> On Mar 23, 2017, at 9:03 AM, Charlie Monroe <char...@charliemonroe.net> wrote:
> 
>> 
>> On Mar 23, 2017, at 9:44 AM, Slava Pestov <spes...@apple.com 
>> <mailto:spes...@apple.com>> wrote:
>> 
>>> 
>>> On Mar 22, 2017, at 10:34 PM, Charlie Monroe via swift-evolution 
>>> <swift-evolution@swift.org <mailto:swift-evolution@swift.org>> wrote:
>>> 
>>>> 
>>>> On Mar 23, 2017, at 12:02 AM, Douglas Gregor via swift-evolution 
>>>> <swift-evolution@swift.org <mailto:swift-evolution@swift.org>> wrote:
>>>> 
>>>> 
>>>>> On Mar 22, 2017, at 3:22 PM, Haravikk via swift-evolution 
>>>>> <swift-evolution@swift.org <mailto:swift-evolution@swift.org>> wrote:
>>>>> 
>>>>> 
>>>>>> On 22 Mar 2017, at 06:03, Chris Lattner via swift-evolution 
>>>>>> <swift-evolution@swift.org <mailto:swift-evolution@swift.org>> wrote:
>>>>>> * What is your evaluation of the proposal?
>>>>> 
>>>>> In favour.
>>>>> 
>>>>> Like others I can foresee there being a bit of pain for some developers, 
>>>>> but I think it's worth it to be more explicit about what's going on, and 
>>>>> to clean up a feature that's just for supporting a specific other 
>>>>> language.
>>>>> 
>>>>> My main concern is on whether things could be made a bit easier; 
>>>>> specifically I wonder whether we could introduce an option (to the 
>>>>> compiler?) to trigger warnings anywhere there is a possible missing @objc 
>>>>> attribute. Basically on any code that produces bridging headers this 
>>>>> would give a warning anywhere that @objc would have been inferred in the 
>>>>> past, but will no longer be. Of course this will generate a lot of 
>>>>> warnings, but it'll be an easier way for developers to go through and 
>>>>> make sure they didn't miss something. Xcode could offer this 
>>>>> automatically during migration, and the developer can turn it off when 
>>>>> they're done.
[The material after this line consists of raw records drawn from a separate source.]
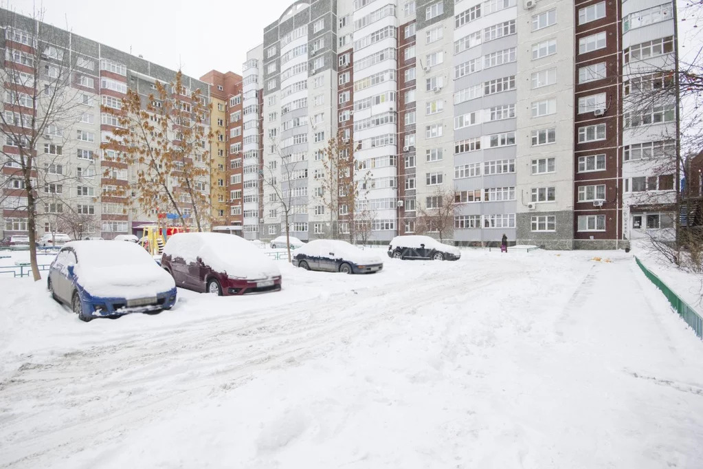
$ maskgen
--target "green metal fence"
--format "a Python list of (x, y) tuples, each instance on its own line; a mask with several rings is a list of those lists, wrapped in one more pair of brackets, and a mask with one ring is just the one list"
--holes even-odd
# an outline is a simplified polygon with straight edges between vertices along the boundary
[(666, 283), (662, 282), (662, 279), (657, 277), (655, 274), (645, 267), (636, 257), (635, 257), (635, 260), (637, 262), (637, 265), (640, 266), (640, 269), (647, 276), (647, 278), (652, 281), (652, 283), (664, 294), (664, 296), (669, 300), (669, 302), (671, 304), (671, 306), (676, 310), (678, 315), (683, 318), (687, 324), (691, 326), (693, 331), (696, 333), (696, 335), (703, 339), (703, 318), (701, 317), (700, 314), (686, 302), (683, 301)]

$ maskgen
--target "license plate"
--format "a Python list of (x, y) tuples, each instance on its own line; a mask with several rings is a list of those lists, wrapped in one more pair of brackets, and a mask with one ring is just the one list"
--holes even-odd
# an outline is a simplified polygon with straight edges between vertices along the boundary
[(134, 300), (127, 300), (127, 306), (144, 306), (145, 304), (153, 304), (156, 302), (156, 297), (150, 298), (135, 298)]

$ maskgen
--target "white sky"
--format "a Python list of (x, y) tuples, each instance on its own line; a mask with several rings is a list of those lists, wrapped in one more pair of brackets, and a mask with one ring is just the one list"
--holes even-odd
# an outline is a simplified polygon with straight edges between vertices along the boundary
[[(0, 0), (44, 21), (160, 65), (199, 77), (213, 68), (240, 73), (264, 27), (295, 0)], [(191, 31), (192, 32), (188, 32)]]

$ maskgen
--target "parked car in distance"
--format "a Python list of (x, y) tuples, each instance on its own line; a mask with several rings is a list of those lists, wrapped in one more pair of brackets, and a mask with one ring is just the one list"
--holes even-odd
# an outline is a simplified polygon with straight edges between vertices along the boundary
[(22, 236), (6, 236), (0, 241), (0, 247), (12, 250), (24, 250), (30, 248), (30, 237)]
[(252, 243), (224, 233), (179, 233), (169, 238), (161, 266), (176, 285), (219, 295), (280, 290), (280, 271)]
[(64, 233), (47, 233), (39, 238), (37, 245), (42, 248), (51, 248), (52, 246), (63, 246), (71, 238)]
[(461, 257), (456, 246), (443, 244), (434, 238), (419, 235), (396, 236), (388, 245), (388, 257), (394, 259), (456, 261)]
[(316, 239), (293, 252), (292, 264), (306, 270), (342, 274), (375, 274), (383, 269), (375, 254), (337, 240)]
[[(289, 236), (288, 239), (290, 242), (290, 249), (297, 249), (305, 244), (295, 236)], [(271, 249), (285, 249), (285, 235), (278, 236), (271, 242)]]
[(47, 288), (82, 321), (169, 309), (173, 278), (131, 243), (71, 241), (49, 267)]
[(139, 238), (136, 235), (117, 235), (113, 240), (115, 241), (129, 241), (130, 243), (138, 243)]

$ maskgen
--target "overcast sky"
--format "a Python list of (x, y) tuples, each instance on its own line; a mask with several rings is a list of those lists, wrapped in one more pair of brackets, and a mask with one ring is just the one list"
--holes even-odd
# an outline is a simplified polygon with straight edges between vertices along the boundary
[(169, 68), (199, 77), (213, 68), (240, 73), (264, 27), (295, 0), (0, 0), (44, 21)]

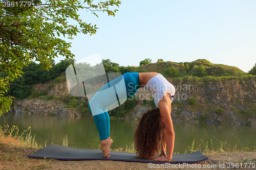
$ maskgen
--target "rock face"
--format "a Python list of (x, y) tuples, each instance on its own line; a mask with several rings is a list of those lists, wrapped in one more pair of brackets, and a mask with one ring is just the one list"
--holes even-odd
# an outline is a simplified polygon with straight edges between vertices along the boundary
[(38, 92), (41, 92), (44, 89), (47, 92), (47, 95), (58, 96), (60, 99), (63, 99), (69, 94), (67, 82), (57, 84), (53, 84), (52, 82), (40, 83), (32, 85), (32, 88)]
[[(172, 111), (174, 121), (256, 125), (255, 78), (246, 81), (233, 79), (197, 83), (168, 80), (176, 88)], [(138, 91), (136, 96), (141, 96), (138, 104), (145, 99), (142, 96), (146, 95), (150, 99), (150, 94), (145, 90)], [(193, 98), (197, 98), (197, 102), (189, 105), (188, 102)], [(132, 113), (134, 117), (140, 117), (141, 112), (151, 108), (146, 104), (136, 107)]]
[[(222, 81), (192, 82), (168, 80), (175, 87), (172, 103), (172, 116), (174, 121), (203, 122), (210, 123), (256, 125), (256, 78), (246, 81), (237, 79)], [(69, 94), (67, 82), (39, 84), (33, 86), (38, 92), (43, 89), (48, 95), (64, 99)], [(152, 108), (151, 94), (144, 88), (135, 94), (137, 106), (130, 117), (140, 117)], [(189, 99), (196, 98), (194, 105), (188, 104)], [(16, 113), (54, 114), (81, 116), (75, 109), (64, 108), (67, 104), (59, 101), (44, 101), (39, 99), (14, 101), (10, 111)], [(217, 108), (219, 110), (218, 110)]]
[(61, 107), (66, 105), (59, 101), (44, 101), (40, 99), (25, 99), (17, 102), (13, 111), (15, 114), (27, 113), (81, 117), (81, 114), (75, 109)]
Not perfect, but it may be a little extra help for those 
>>>>> most affected?
>>>> 
>>>> The source compatibility section of the proposal
>>>> 
>>>>    
>>>> https://github.com/apple/swift-evolution/blob/master/proposals/0160-objc-inference.md#source-compatibility
>>>>  
>>>> <https://github.com/apple/swift-evolution/blob/master/proposals/0160-objc-inference.md#source-compatibility>
>>>> 
>>>> describes the use of NS_DEPRECATED in the generated header for Swift 3 
>>>> compatibility mode to get warnings on uses of entities that are implicitly 
>>>> @objc but will no longer be in Swift 4. Does that address your concern?
>>>> 
>>>> I’ve also heard the idea of putting the same warnings into the generated 
>>>> Objective-C thunks by NSLog’ing the same information as an opt-in, 
>>>> pre-Swift-4-migration step to help catch the tricky cases where an 
>>>> Objective-C entrypoint is getting called.
>>> 
>>> I would very much like that, mostly for catching all scenarios with 
>>> bindings on the Mac.
>>> 
>>> Otherwise, I agree with the proposal, just am a bit concerned with some of 
>>> my apps that heavily use bindings…
>> 
>> Perhaps a better solution than NSLog would be if the existing code coverage 
>> support could be modified to instrument @objc thunks, but I don’t know the 
>> details well enough to say if this would be practical to implement in the 
>> Swift 4 time frame.
> 
> What about a symbol for a breakpoint? Like Auto Layout and many other 
> frameworks (e.g. break on _NSErrorLog(), etc.) have…

That’s a great idea! We could have the implicit @objc thunks call into 
_swift3ImplicitObjCEntrypoint (or similar).